Adjustability is where it earns its keep. Because it has to serve both an F1 and a GT position, you get a wide range of recline, seat height, pedal distance and wheel-deck angle. The catch is that the hubs are fiddly to dial in: set one part and another shifts, so getting to your ideal position the first time takes patience rather than minutes. Once it is set, the quick-release points make swapping between the two positions much faster.
The wheel deck is pre-drilled for Logitech, Thrustmaster and Fanatec, and slides forwards and back before you tighten it down with a hand screw. With a belt-drive or light DD base it is stable enough. Load it with a heavier base and the flex shows up at the wheel, which is the ceiling on any folding rig of this kind.
What to watch out for
The headline caveat is rigidity under torque. With a mid-heavy direct-drive base fitted there is noticeable flex through the steering wheel, so this is not a rig for a strong DD setup. Keep it to belt drive or entry direct drive and that limit never bites.
The folding is more of a marketing line than a daily habit. It does fold with electronics attached, but doing it every day gets tiresome, and even folded it still takes up a fair amount of floor space, so do not expect it to vanish into a cupboard. The hub system, while clever, is the other friction point: brilliant for two positions in one frame, annoying to fine-tune.
Finally, the price. At around $329 / £260 it is no longer a true budget folder, and the iRacing edition adds a premium over the standard model.

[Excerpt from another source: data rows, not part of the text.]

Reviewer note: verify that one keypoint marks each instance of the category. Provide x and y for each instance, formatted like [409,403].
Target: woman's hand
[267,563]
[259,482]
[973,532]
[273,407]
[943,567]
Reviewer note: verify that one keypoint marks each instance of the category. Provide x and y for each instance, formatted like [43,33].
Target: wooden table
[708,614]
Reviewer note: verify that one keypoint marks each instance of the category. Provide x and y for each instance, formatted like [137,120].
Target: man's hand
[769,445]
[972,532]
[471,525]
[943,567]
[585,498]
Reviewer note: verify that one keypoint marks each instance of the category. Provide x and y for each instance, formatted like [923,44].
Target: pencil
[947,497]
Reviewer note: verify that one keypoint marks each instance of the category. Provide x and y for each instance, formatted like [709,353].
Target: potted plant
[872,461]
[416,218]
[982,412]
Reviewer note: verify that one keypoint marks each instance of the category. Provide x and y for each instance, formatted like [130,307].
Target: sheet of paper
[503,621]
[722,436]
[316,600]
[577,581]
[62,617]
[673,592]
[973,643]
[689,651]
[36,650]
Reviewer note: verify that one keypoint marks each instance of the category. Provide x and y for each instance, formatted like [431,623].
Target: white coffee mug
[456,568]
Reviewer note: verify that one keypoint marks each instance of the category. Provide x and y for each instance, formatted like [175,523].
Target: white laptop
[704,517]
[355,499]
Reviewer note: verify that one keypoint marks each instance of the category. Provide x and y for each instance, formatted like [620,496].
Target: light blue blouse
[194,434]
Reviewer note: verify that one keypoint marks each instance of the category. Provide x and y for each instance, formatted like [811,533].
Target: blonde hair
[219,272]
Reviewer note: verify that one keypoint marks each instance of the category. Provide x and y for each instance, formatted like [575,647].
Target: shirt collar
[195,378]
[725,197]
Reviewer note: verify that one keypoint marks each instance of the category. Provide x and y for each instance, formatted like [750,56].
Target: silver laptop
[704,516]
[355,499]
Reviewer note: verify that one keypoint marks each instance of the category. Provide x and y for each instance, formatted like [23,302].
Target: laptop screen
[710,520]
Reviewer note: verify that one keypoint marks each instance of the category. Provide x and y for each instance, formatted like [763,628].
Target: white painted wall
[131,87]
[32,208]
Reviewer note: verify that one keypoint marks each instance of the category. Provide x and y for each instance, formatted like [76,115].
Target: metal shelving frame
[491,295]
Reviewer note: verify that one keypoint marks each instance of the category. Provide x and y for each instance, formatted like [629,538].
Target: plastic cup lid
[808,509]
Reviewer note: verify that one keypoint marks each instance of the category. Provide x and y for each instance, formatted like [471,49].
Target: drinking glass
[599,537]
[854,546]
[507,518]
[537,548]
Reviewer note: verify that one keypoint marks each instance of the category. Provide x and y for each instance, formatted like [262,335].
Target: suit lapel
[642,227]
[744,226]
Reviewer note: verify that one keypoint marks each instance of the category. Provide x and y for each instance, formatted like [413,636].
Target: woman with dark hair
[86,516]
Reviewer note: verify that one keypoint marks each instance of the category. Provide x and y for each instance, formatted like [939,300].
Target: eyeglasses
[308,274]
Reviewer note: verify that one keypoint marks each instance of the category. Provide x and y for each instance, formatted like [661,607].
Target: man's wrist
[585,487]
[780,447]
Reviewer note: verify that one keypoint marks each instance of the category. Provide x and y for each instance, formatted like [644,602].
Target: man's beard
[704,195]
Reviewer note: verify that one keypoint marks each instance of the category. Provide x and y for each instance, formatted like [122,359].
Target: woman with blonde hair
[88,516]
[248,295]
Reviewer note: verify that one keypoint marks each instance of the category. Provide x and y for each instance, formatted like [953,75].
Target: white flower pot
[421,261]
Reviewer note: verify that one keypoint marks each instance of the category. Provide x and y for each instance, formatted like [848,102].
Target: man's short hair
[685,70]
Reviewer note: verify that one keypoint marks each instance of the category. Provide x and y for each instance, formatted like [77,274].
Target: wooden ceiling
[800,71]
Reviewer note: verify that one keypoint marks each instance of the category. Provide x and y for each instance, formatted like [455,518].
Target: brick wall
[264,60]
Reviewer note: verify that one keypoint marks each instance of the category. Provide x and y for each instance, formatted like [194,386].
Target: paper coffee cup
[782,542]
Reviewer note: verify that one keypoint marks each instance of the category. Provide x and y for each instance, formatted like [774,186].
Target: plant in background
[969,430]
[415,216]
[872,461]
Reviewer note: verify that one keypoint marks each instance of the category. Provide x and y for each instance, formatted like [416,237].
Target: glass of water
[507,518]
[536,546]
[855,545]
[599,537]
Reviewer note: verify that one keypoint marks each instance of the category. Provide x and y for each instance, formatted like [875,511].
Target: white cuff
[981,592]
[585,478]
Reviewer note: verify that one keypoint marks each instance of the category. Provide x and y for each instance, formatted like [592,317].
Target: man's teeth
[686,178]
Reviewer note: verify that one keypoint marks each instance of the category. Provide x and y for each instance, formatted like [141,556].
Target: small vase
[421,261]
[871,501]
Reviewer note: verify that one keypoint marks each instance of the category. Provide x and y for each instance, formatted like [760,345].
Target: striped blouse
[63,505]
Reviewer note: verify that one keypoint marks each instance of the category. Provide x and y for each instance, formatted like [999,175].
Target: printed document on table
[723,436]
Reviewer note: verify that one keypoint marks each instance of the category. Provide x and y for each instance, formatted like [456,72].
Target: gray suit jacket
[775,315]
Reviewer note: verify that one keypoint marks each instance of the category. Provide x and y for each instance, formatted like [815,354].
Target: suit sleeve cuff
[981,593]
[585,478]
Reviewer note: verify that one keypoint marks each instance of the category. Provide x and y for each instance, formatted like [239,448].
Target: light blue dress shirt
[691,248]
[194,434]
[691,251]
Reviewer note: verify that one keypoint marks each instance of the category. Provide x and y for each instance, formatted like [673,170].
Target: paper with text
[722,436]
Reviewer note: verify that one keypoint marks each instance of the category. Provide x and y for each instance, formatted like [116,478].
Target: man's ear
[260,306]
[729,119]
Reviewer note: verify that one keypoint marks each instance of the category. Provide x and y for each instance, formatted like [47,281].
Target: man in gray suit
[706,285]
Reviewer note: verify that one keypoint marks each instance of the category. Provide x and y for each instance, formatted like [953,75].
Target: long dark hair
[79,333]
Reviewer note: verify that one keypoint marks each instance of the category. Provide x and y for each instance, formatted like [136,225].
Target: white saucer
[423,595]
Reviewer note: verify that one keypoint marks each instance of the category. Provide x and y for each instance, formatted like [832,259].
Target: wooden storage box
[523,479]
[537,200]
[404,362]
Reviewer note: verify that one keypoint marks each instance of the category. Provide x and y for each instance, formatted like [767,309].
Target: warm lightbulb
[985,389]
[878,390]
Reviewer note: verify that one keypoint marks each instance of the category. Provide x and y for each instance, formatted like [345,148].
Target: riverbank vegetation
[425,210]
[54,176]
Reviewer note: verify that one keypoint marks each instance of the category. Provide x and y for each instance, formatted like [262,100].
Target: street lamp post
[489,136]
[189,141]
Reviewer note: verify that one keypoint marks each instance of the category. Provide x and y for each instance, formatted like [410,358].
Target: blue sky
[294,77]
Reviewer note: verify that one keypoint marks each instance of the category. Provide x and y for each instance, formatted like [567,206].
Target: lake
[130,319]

Resellers sometimes undercut the direct price, so shop around before committing.
Where it sits in 2026
Among folding cockpits, the F-GT Lite occupies a specific niche: it is one of the few that actually switches between Formula and GT seating, where the Playseat Challenge X is the more comfortable and cheaper seat but a GT-only one. If you want the single-seater position in a folder, this is the rig that offers it. Within Next Level Racing’s own folding range it is the dual-position option above the GT-only Lite models, and the iRacing edition layers livery and a year of iRacing on top of the standard frame. Buy it for the fold-and-switch flexibility on a sensible base. If you are chasing rigidity for a strong DD setup, look at a fixed cockpit instead.